Anyone who tries to legislate those quick timeouts to try and throw kickers off are for the birds. Two problems with this: What if the special teams coach sees too many (or too few) men on the field at that moment? And, what if, after the timeout, the guy misses the field goal, then hits the second? Especially if the latter happens someday, you will never hear one peep regarding this subject anymore.
Tit for tat: After showing up David Carr, Matt Schaub couldn't turn the trick against his old chums in Atlanta.
Which also begs the question: Has Joey Harrington finally found his niche?
Remember him: Tom Brady is not the best quarterback in NFL history. Neither is Joe Montana. Otto Graham is. Let's begin with the old AAFC (All-America Football Conference), which begat the Browns, Colts and 49ers. The league existed from 1946 to 1949. Graham came into the league as a rookie out of Northwestern in 1946 for that inaugural AAFC season. Four AAFC seasons, and the Cleveland Browns won all four league titles. In 1950, the Browns joined the NFL along with the other two aforementioned teams. Picking up right where he left off, he led the Browns to the NFL Championship Game in all six of his NFL seasons, winning titles in 1950 and 1955. Oh, and none of those titles were won with Jim Brown, the greatest running back in history, as he would not join the Browns until 1957. Every year of his career, he played in his league title game. Graham retired after winning the 1955 title, cementing his legacy as the greatest champion the NFL has ever known.

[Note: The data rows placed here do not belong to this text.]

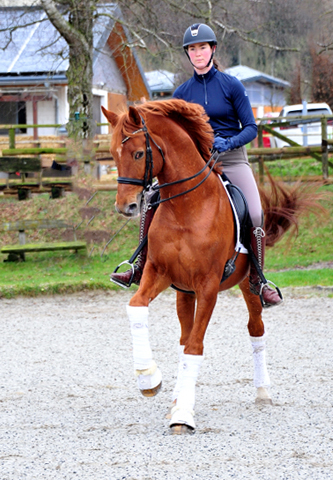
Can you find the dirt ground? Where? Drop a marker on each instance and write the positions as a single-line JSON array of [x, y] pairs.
[[70, 409]]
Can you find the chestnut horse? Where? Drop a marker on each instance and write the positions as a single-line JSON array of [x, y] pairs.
[[191, 238]]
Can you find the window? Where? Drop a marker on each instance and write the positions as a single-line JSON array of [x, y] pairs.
[[12, 113]]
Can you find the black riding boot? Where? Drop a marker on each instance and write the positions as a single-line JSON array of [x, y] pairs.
[[269, 296], [134, 274]]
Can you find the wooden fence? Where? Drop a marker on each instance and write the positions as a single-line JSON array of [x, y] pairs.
[[258, 155], [319, 153]]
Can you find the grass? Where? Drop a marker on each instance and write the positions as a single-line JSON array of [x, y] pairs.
[[54, 272]]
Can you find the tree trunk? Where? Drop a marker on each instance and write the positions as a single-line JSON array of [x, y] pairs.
[[78, 33]]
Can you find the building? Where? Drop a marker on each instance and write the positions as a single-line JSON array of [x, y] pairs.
[[161, 83], [33, 82], [266, 93]]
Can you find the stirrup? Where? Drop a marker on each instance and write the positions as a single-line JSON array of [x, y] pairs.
[[123, 285], [263, 285]]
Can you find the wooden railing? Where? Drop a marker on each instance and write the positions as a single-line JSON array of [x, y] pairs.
[[320, 153]]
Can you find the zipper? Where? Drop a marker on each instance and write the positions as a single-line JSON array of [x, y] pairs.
[[205, 88]]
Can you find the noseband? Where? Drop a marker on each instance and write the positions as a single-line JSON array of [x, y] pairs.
[[148, 177]]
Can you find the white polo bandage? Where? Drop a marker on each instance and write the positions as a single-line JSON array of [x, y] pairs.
[[179, 373], [190, 365], [142, 354], [261, 377]]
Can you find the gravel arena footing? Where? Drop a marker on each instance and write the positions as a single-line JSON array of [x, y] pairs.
[[70, 408]]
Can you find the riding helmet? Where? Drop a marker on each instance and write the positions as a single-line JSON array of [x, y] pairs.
[[199, 33]]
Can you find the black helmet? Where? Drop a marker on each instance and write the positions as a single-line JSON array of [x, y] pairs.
[[199, 33]]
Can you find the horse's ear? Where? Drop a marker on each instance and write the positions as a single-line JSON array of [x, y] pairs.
[[110, 116], [134, 116]]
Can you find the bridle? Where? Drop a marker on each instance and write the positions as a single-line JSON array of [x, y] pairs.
[[146, 182]]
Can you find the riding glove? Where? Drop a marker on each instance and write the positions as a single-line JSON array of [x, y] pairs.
[[223, 144]]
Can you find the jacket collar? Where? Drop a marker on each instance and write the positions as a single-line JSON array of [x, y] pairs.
[[206, 76]]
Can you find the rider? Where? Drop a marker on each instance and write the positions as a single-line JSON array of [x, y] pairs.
[[225, 101]]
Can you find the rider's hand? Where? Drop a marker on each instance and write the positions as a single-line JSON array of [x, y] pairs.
[[223, 144]]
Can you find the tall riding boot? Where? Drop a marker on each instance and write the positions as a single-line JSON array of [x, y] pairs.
[[134, 274], [269, 297]]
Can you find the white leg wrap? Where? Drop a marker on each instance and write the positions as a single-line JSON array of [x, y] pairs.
[[182, 413], [190, 365], [150, 378], [261, 377], [142, 353], [176, 390]]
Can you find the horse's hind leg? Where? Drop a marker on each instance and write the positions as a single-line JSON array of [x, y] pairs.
[[257, 337], [185, 312]]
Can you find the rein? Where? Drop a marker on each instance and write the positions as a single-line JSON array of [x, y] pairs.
[[148, 177]]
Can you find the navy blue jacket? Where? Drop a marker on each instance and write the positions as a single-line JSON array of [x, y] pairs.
[[225, 101]]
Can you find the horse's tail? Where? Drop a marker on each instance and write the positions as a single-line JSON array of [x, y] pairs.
[[283, 205]]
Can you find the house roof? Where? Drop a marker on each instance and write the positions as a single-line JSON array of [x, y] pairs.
[[161, 81], [247, 74], [38, 50]]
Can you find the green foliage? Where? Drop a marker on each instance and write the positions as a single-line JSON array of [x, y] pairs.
[[53, 272]]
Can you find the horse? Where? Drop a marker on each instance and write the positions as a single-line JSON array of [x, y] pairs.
[[190, 240]]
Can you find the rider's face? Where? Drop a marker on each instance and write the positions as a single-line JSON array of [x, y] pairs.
[[200, 54]]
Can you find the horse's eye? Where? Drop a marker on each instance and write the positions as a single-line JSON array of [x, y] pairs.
[[138, 155]]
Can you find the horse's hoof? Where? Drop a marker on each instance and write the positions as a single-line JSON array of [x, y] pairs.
[[263, 397], [181, 430], [151, 392]]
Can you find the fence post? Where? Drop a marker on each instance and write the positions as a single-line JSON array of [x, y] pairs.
[[260, 158], [324, 155], [11, 135]]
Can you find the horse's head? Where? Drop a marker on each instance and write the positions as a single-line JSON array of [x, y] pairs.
[[128, 148]]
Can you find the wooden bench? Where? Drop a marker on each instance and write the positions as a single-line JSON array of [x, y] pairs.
[[47, 180], [22, 247]]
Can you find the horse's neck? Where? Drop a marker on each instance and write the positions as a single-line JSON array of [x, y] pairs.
[[182, 159]]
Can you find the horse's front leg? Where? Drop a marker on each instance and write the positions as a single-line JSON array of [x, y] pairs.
[[257, 337], [149, 377], [185, 312], [182, 413]]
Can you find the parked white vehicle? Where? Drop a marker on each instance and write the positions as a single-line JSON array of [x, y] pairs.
[[307, 133]]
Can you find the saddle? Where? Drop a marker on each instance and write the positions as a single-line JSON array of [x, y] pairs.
[[242, 223], [240, 210]]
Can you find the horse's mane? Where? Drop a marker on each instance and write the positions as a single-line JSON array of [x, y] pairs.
[[191, 117]]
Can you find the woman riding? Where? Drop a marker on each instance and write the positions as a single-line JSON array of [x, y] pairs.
[[226, 103]]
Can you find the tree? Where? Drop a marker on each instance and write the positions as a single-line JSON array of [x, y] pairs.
[[270, 36], [77, 30]]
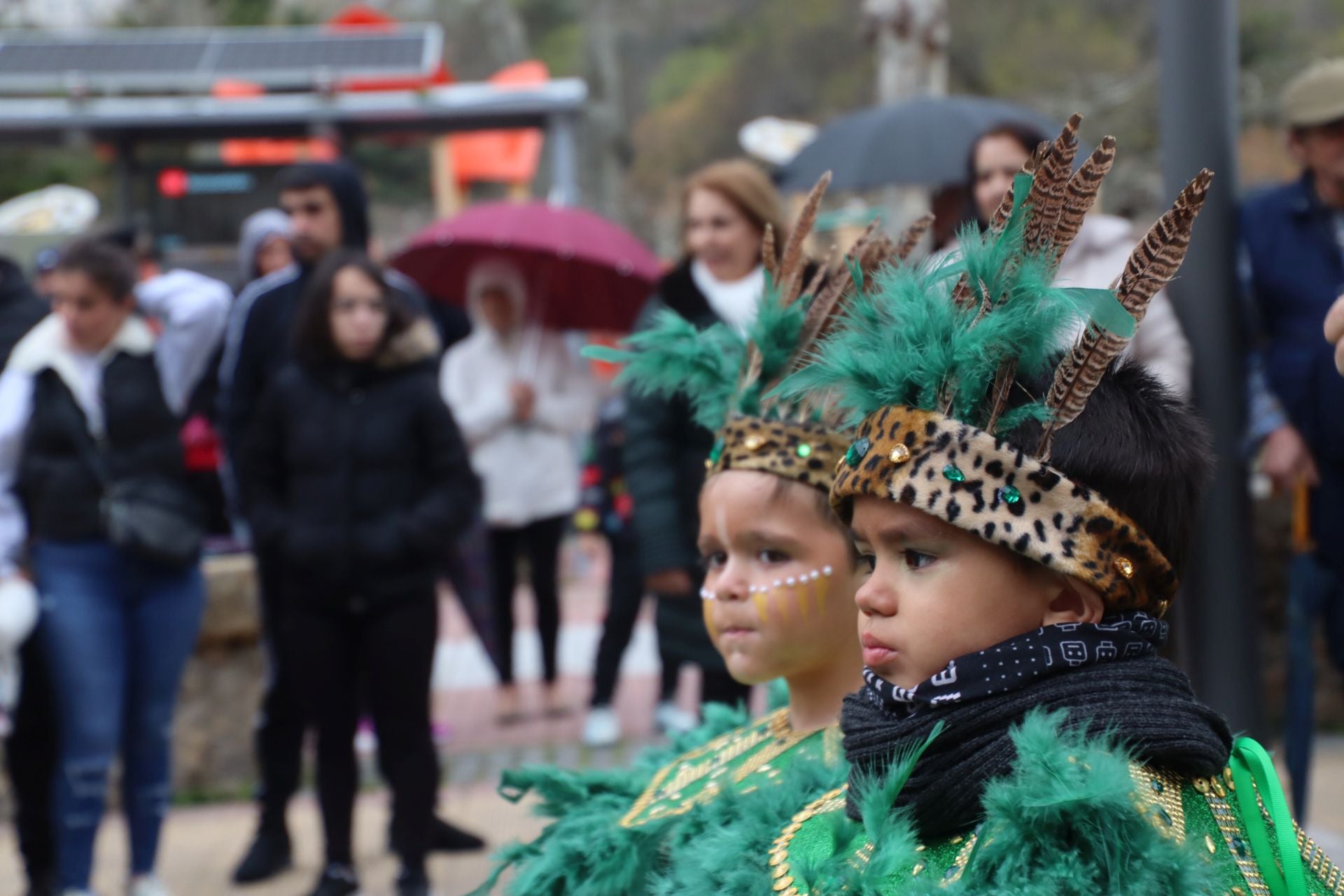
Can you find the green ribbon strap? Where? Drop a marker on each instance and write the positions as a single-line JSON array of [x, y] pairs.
[[1104, 309], [1280, 862]]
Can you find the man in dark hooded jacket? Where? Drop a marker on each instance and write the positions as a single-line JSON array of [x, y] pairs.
[[328, 209], [31, 748]]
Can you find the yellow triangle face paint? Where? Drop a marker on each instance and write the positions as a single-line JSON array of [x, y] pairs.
[[761, 599], [822, 584]]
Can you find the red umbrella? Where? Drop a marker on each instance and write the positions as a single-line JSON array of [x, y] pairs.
[[582, 270]]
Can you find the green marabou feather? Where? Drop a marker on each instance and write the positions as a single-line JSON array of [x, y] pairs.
[[675, 358], [1062, 824], [905, 342]]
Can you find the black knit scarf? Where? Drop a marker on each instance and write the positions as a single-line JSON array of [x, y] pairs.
[[1018, 662], [1145, 701]]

The Bengals need more than Marvin Lewis cussing them out. Perhaps a few more arrests are in order. The Bengals seemed to play better when their guys were getting busted.
Nice of Carson Palmer to stand up and admit he was wrong for yelling at Chad Johnson. Sorry, dude. Your only mistake was in not taking Ocho Cinco's head off. Showing up your quarterback on national television makes Johnson the NFL's biggest heel, for right now.
All that great defense, and the Patriots now get Rodney Harrison back. Hoo boy.
Tom Brady and ESPN's Suzy Kolber talked at length about Bill Belichick and his slices of "humble pie". What in the world will go down at Foxborough this week, given that the Patriots fell four points short of their point quota?
38 laps around the field? 38 clapper pushups? 38 minutes of up-and-down drills?
Nah. More like 38 hours of meetings this week, starring Bill "The Cleveland Browns are the best team you've seen this year!" Belichick.
Or it could be 38 hours of meetings this week, starring Bill "I hate Cleveland with a passion, I will kill all you guys if you lose to them!!!" Belichick.